My Dad liked to sneak in treats for my sister and me.
The plastic wrapping crumpled in my hands. I thought about how my mother and how I would never talk to her. It’s not that I didn’t want to talk to her, but what could I possibly say? She didn’t care about anything that was important to me. She couldn’t look past my clothes and the number on the scale. I mean HELLO, I thought to myself, I play Varsity Soccer for chrissake. I weigh 135 pounds! I am 5’7”!
I read the label. Double Stuffed Oreos, two cookies, 140 calories, 7 grams of fat.
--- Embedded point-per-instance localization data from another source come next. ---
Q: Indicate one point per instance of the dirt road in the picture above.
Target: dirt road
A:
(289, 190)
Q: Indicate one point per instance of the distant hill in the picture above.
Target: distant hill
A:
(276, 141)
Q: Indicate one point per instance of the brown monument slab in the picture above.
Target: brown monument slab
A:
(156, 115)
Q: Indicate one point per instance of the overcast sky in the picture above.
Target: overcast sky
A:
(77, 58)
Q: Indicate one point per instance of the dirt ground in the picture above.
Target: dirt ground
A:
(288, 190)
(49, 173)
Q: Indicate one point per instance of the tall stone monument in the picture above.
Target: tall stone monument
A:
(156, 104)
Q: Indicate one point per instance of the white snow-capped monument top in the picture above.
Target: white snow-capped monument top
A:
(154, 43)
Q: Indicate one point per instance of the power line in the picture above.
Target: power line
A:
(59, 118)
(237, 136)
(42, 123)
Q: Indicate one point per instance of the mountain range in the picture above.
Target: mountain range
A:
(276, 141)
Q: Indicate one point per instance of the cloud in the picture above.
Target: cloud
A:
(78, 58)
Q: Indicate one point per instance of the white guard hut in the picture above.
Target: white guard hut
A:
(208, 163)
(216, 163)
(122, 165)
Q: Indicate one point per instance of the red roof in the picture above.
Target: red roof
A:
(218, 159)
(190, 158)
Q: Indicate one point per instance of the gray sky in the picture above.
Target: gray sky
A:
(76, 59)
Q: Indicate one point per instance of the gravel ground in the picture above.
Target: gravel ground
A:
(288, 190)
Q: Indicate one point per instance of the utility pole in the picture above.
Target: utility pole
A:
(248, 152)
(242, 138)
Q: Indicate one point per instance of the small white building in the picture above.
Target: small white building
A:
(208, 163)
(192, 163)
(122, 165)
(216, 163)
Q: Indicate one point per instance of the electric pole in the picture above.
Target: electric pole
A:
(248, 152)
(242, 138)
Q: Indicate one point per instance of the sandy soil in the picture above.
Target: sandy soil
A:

I had become a calorie counting machine. I ran upstairs to my room with the unopened package of Double Stuffed Oreos tucked under my arm. I locked the door, and sat onto my bed eating the Oreos one by one, alone, in silence. The chocolate cookie smooshed into the crevices of my molars and stuck in between my front teeth. The Double Stuffed cream splooged out of its sandwich against my cheeks. My tongue pushed the food around inside of my mouth, and as I swallowed, a strange satisfaction overcame me that was not nourishment. I looked down into the three rows of cookies and one row was entirely gone. I swallowed hard and thought, Oh shit, not again?
I slipped the tray of Oreos back into the plastic wrapping and tucked it into my pajama drawer. I flossed thoroughly, brushed my teeth twice, washed my face and hands to erase any evidence. I knew she’d be home soon.

1 comment:

emmapeelDallas said...

wow...just...wow. I hope this is fiction, Brooke, but whether it's fact or fiction or a combination, it's really good writing.